For a perfect Sacrament requires both matter and spirit.[[4]] If either is absent, the Sacrament is incomplete.
Thus, the Council of Trent's definition of Transubstantiation[[5]] seems, as it stands, to spoil the very nature of a Sacrament. It is the "change of the whole substance of the bread into the Body, of the whole substance of the wine into the blood of Christ, only the appearance of bread and wine remaining".
Again, the Lutheran doctrine of Consubstantiation destroys the nature of the Sacrament. The Lutheran Formula Concordiae, e.g., teaches that "outside the use the Body of Christ is not present". Thus it limits the Presence to the reception, whether by good or bad.
The Figurative view of the Blessed Sacrament destroys the nature of a Sacrament, making the matter symbolize something which is not there.

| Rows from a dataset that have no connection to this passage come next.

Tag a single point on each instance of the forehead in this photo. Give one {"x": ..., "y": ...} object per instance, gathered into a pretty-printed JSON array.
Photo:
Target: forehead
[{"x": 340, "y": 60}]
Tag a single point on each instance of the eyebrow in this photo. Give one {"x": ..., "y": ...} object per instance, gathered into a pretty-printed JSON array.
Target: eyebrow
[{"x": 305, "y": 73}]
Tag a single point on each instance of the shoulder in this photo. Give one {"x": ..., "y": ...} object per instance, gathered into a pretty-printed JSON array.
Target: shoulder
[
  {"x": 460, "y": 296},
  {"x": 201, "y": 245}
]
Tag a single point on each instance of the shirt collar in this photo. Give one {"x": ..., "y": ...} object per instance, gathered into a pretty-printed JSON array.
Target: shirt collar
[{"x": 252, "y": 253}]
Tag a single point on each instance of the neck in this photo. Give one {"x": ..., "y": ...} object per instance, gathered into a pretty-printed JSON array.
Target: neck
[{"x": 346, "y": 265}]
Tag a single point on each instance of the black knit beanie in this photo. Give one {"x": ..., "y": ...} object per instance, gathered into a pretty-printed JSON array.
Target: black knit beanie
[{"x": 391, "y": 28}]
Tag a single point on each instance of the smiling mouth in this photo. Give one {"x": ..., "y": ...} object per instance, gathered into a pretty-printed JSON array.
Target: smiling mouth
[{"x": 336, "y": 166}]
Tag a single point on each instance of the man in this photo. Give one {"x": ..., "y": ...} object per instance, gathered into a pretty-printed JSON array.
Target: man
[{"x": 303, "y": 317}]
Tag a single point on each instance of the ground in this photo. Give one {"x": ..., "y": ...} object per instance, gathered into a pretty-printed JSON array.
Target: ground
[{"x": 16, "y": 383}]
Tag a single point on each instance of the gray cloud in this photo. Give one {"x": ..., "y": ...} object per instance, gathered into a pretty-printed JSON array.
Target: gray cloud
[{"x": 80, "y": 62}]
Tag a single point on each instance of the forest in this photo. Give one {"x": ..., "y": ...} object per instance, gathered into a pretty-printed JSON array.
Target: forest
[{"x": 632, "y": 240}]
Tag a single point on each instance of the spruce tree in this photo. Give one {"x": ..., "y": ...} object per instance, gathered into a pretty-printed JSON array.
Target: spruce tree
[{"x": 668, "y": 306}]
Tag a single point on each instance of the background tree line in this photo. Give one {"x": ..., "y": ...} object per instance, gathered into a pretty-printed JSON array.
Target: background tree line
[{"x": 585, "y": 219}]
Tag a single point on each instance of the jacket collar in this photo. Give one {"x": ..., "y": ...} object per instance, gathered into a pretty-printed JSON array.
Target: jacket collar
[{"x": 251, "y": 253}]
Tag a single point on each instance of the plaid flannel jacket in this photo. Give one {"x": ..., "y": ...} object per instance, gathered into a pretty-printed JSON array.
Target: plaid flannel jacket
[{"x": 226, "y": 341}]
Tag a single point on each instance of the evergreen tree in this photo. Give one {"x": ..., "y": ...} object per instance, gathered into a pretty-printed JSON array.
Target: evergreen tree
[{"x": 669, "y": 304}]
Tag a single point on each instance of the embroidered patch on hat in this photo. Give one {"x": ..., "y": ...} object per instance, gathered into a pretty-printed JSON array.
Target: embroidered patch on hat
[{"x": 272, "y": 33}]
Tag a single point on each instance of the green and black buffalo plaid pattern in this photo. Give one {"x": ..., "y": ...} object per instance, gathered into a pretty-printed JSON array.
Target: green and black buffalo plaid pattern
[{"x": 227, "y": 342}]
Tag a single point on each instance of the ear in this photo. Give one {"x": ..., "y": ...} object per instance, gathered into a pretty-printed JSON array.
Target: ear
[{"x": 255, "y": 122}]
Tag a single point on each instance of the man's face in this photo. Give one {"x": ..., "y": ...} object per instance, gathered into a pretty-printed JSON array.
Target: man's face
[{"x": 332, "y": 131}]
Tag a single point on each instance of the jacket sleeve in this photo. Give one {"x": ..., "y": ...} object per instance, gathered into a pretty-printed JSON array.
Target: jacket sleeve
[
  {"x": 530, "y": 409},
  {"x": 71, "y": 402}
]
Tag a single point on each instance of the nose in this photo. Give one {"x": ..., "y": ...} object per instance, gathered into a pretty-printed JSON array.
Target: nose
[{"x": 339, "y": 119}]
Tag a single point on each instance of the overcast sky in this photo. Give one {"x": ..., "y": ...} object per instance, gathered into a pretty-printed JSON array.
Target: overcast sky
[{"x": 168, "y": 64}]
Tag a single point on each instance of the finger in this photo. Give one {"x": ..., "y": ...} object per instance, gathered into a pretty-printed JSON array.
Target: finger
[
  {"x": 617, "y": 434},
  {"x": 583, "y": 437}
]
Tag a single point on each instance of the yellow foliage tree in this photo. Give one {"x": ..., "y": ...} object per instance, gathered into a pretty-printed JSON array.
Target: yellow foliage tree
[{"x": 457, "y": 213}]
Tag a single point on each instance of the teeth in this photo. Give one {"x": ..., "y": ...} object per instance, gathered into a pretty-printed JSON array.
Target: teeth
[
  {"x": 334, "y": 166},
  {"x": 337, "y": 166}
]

It is safer to take the words of consecration as they stand, corresponding as they do so literally with the words of Institution, and simply to say: "This (bread: it is still bread) is My Body" (it is far more than bread); "this (wine: it is still wine) is My Blood" (it is far more than wine). Can we get beyond this, in terms and definitions? Can we say more than that it is a "Sacrament"—The Blessed Sacrament? And after all, do we wish to do so?
(II) WHAT IT DOES.
Briefly, the Blessed Sacrament does two things; It pleads, and It feeds. It is the pleading of the one Sacrifice; It is the feeding on the one Sacrifice.
These two aspects of the one Sacrament are suggested in the two names, Altar and Table.[[6]] Both words are liturgical. In Western Liturgies, Altar is the rule, and Table the exception; in Eastern Liturgies, Table is the rule, and Altar the exception. Both are, perhaps, embodied in the old name, God's Board, of Thomas Aquinas. Both contain a truth.
The Altar.
This, for over 300 years, was the common name for what St. Irenaeus calls "the Abode of the Holy Body and Blood of Christ". Convocation, in 1640, decreed: "It is, and may be called, an Altar in that sense in which the Primitive Church called it an Altar, and in no other". This sense referred to the offering of what the Liturgy of St. James calls "the tremendous and unbloody Sacrifice," the Liturgy of St. Chrysostom "the reasonable and unbloody Sacrifice,"[[7]] and the Ancient English Liturgy "a pure offering, an holy offering, an undefiled offering, even the holy Bread of eternal Life, and the Cup of everlasting Salvation ".